8. Delicious Foods - James Hannaham
Delicious Foods has been on my library hold list for quite some time, and I was happy to finally snag a copy to dig into this year. The 2015 book by James Hannaham details the story of Darlene, a drug-riddled widow, and her young son, Eddie - all amidst the background of the South and a company called Delicious Foods. The book was beautifully written and so intriguing. One of my favorite parts? The book has chapters written from the perspective of crack cocaine - the drug Darlene is addicted to. I liked how the book was able to touch on so many topics - modern slavery, addiction, grief and family - in a compelling way.

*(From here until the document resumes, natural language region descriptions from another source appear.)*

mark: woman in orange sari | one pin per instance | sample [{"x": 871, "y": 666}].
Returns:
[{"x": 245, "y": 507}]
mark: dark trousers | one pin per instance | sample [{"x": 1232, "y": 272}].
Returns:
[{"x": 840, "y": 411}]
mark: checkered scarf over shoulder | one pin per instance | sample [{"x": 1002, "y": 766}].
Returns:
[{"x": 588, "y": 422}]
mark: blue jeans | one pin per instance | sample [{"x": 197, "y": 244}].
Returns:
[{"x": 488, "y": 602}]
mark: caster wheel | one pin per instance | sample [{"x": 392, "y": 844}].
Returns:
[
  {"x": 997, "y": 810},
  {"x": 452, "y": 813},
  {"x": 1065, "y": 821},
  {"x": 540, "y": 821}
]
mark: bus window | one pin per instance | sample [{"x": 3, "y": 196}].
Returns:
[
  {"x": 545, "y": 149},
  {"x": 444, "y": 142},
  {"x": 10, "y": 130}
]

9. Creative Confidence - Tom Kelley & David Kelley
Non-fiction/self-help, for the win. Creative Confidence is written by two brothers and discusses tangible ways to tap into all of our inner creative potential - both personally and professionally. I loved the ideas - and have already started to see a shift in the way I've approached problems in the last week. I'd highly recommend for anyone - not just "creative types."
10. Hallelujah Anyway - Anne Lamott
I'm not always huge on books around faith (big exception: Love Does by Bob Goff), but I fell in love with Anne Lamott's new book: Hallelujah Anyway. This book explores the meaning of mercy and brings together both spirituality and psychology to discuss the topic. I liked that the collection of essays came from a place of honesty - someone that has dealt with alcoholism and family issues. So good - whether you are religious or not.
11. Harry Potter and the Cursed Child - J.K. Rowling
When Harry Potter and the Cursed Child initially debuted, I was wary of reading it. I didn't want it to ruin the magic (see what I did there...) of my favorite series. But, this year, I finally hopped on the bandwagon and started it. It's written like a screenplay, so it's a quick read...and totally retains the magic of the first 7 books.
12. Why Not Me? - Mindy Kaling
I read this last year....and again this year. Mindy Kaling's second book Why Not Me? weaves together a collection of stories about Mindy's childhood, college adventures and her time in show business. The book brings the same humor from The Mindy Project - I honestly cracked up during every single chapter. Every story was easy to relate to and was comforting to know I am not, indeed, alone with many of my thoughts on inclusion/exclusion, friendship, goals and body image.
13. The Futures - Anna Pitoniak
This new book by Anna Pitoniak was incredibly hard to put down. The story was told in alternating chapters from both Julia and Evan - parts of a couple - who moved to NYC after college graduation. Essentially, the book details the end of their relationship, the impact of the economic crisis on their jobs and the confusion that every postgrad experiences. It was...so real and relevant.
14. Sweetbitter - Stephanie Danler
Shout out to my friend Katrina for this book recommendation! This book is a coming-of-age tale that tracks the main character in her first year post-grad in NYC working at a restaurant. The writing is raw, and the character's often dumb decisions resonated with me. The book is definitely not for everyone. If you didn't like Catcher in the Rye, you most likely won't like this. Meanwhile, I can't put it down!
15. The Salt House - Lisa Duffy
Honestly, The Salt House took me awhile to get into at first, but after a few chapters, I was hooked. The Salt House details the story of a family's response to tragedy and the way both loss and hope impact every single relationship. It was real and heartbreaking and raw...and I was truthfully sad when the book ended.